Multivariate Statistical Methods Used in Population Genetics
Maman Laouali Adamou Ibrahim *
Department of Biology, Faculty of Sciences and Techniques, Abdou Moumouni University of Niamey, Niger.
Oumarou Zango
Department of Biology, Faculty of Sciences and Techniques, University of Zinder, Niger.
Maman Maarouhi Inoussa
Department of Biology, Faculty of Sciences and Techniques, Abdou Moumouni University of Niamey, Niger.
Soulé Moussa
Department of Biology, Faculty of Sciences and Techniques, Abdou Moumouni University of Niamey, Niger.
Yacoubou Bakasso
Department of Biology, Faculty of Sciences and Techniques, Abdou Moumouni University of Niamey, Niger.
*Author to whom correspondence should be addressed.
Abstract
Several multivariate statistical methods are used in population genetics but there are very few studies that have revealed the strengths and weaknesses of different methods.

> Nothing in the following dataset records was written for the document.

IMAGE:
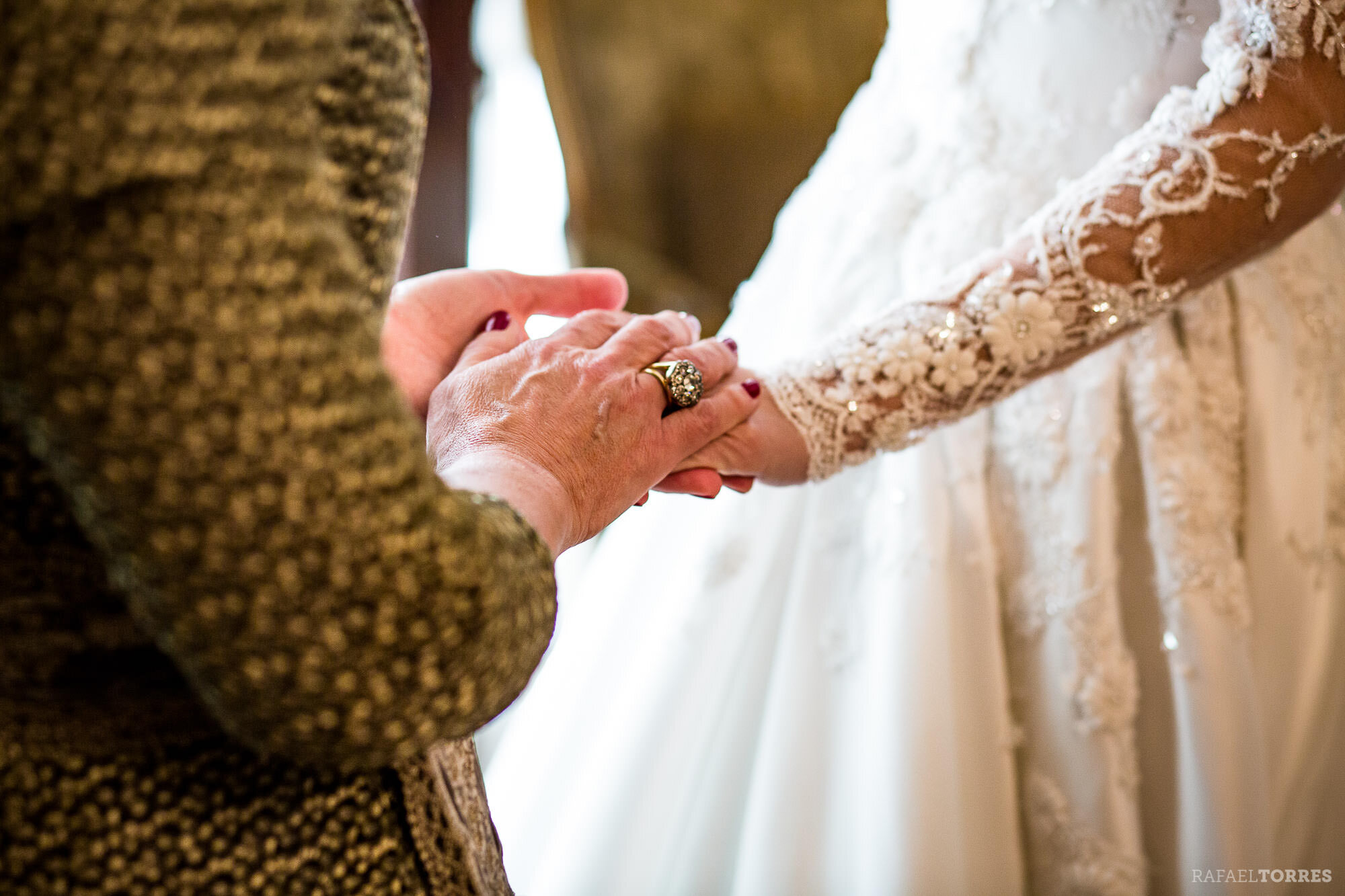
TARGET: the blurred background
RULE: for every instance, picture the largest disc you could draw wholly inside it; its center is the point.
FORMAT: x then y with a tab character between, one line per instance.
654	136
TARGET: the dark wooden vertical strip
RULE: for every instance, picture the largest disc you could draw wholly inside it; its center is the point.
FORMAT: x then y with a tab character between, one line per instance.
438	235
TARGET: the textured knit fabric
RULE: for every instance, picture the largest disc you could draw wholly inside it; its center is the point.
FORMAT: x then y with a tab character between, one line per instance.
224	557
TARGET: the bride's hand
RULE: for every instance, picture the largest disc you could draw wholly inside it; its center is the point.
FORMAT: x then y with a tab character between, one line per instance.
567	428
766	447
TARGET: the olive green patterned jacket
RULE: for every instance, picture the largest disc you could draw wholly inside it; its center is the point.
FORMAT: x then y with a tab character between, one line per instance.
233	594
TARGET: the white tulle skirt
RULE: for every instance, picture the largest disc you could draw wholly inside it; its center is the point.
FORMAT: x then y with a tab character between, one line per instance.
1090	641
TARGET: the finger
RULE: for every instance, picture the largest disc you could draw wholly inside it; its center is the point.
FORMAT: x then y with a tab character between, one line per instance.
742	485
689	431
646	339
501	333
568	294
703	482
715	358
591	329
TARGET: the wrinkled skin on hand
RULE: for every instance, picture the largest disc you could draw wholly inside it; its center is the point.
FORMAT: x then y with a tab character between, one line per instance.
567	428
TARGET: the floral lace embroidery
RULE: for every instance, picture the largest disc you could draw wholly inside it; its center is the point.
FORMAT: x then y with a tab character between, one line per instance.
927	364
1081	861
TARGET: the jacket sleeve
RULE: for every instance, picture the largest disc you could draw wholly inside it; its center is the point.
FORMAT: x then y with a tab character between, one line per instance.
1218	175
189	342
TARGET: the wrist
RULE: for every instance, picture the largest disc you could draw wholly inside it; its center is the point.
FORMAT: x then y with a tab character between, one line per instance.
535	493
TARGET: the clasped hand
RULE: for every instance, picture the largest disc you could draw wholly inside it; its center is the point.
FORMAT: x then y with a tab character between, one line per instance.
567	428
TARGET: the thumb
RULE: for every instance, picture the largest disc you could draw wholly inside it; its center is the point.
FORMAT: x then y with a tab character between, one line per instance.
568	294
500	334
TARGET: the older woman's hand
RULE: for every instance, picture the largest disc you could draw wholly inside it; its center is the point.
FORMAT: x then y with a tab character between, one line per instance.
567	428
431	319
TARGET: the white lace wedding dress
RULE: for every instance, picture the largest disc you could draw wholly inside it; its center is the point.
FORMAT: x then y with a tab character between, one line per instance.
1090	639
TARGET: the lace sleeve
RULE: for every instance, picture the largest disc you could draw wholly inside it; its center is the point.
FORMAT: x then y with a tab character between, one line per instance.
1219	174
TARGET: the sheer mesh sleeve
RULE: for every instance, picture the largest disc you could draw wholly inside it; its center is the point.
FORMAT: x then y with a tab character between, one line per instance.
1219	174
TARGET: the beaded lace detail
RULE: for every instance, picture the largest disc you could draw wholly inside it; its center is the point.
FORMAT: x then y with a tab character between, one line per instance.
1055	295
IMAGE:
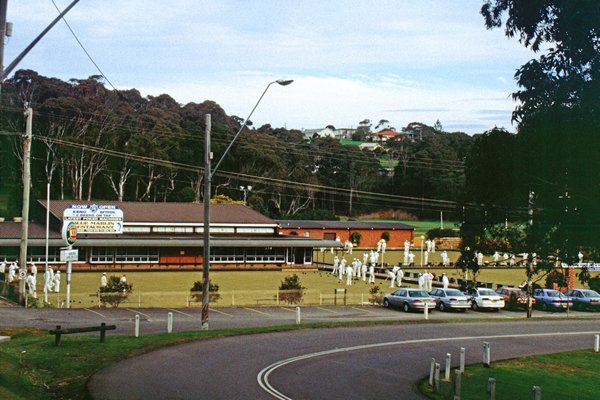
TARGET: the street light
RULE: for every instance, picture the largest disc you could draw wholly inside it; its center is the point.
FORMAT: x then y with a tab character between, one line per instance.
208	174
245	189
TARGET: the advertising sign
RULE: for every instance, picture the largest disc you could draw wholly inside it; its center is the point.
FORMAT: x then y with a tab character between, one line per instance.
69	232
95	218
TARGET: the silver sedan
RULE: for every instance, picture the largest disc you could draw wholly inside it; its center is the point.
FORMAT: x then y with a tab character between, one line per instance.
451	299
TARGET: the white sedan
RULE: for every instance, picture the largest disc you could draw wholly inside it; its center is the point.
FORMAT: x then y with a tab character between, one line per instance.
482	298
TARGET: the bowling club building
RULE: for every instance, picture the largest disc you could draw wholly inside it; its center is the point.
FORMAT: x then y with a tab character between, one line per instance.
166	236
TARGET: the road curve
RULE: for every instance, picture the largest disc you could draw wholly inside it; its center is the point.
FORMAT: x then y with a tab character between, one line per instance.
341	363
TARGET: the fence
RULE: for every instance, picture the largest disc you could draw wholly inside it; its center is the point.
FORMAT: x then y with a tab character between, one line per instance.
233	298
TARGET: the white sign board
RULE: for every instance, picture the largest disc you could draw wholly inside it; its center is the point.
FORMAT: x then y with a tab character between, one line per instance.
69	255
95	218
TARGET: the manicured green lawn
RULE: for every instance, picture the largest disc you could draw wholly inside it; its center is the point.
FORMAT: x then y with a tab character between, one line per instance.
570	375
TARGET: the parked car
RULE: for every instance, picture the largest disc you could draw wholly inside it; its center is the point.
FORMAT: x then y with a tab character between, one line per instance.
450	299
409	299
482	298
551	299
584	299
514	298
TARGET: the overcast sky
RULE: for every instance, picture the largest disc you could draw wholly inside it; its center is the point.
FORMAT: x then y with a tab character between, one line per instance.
403	60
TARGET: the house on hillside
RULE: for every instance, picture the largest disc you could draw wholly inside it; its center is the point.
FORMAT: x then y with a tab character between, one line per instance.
383	136
167	236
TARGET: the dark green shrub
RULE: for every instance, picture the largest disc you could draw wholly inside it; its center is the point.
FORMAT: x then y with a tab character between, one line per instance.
291	290
115	292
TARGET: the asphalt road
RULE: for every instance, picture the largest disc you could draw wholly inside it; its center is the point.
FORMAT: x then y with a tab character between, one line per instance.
343	363
358	363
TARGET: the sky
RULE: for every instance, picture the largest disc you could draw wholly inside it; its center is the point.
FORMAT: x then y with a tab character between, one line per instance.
401	61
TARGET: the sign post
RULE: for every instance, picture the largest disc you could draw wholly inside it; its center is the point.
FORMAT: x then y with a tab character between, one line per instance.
69	234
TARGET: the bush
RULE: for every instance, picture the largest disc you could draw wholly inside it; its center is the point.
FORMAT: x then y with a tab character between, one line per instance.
376	295
291	290
198	289
355	238
115	292
594	283
439	233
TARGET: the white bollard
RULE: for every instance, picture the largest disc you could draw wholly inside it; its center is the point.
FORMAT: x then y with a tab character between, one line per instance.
457	383
486	354
436	378
536	393
447	371
431	371
462	360
491	390
137	325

Thus, this study aims to reveal the strengths and weaknesses of the different multivariate statistical methods used in population genetics through the world. This synthesis is carried out according to the methodology "Preferred Reporting Items for Systematic Reviews and Meta-Analyzes" (PRISMA). This study shown that various statistical methods or combination of multivariate statistical methods are used in population genetics. It emerges that there is no a priori a better method, so it is necessary to determine the method adapted to both the data collected and the research objective. This study identified the most commonly used multivariate statistical methods in genetics such as: Ordination methods (52.50%) are methods that summarize the information contained in the data matrix by minimizing wastage. This are: principal components analysis (by 32.0% of the articles), principal coordinates analysis (by 7.50% of the articles), discriminant analysis of principal component, factorial correspondence analysis, factorial discriminant analysis, factorial analysis on distance table. Clustering methods (35%) that aim to form groups of individuals that are as similar as possible, including the hierarchical ascending clustering (17.50% of articles), neighbor-joining, and Bayesian clustering model (by 15% of the articles). The analysis of the molecular variance (7.50%) which consists of studying the intra and inter-population variation and the Mantel test (5%) which aims to test the correlation between the matrix of genetic distances and other distance matrices (environmental causes of genetic variability).
Keywords: Genetics, multivariate statistical methods, ordination methods, classification methods.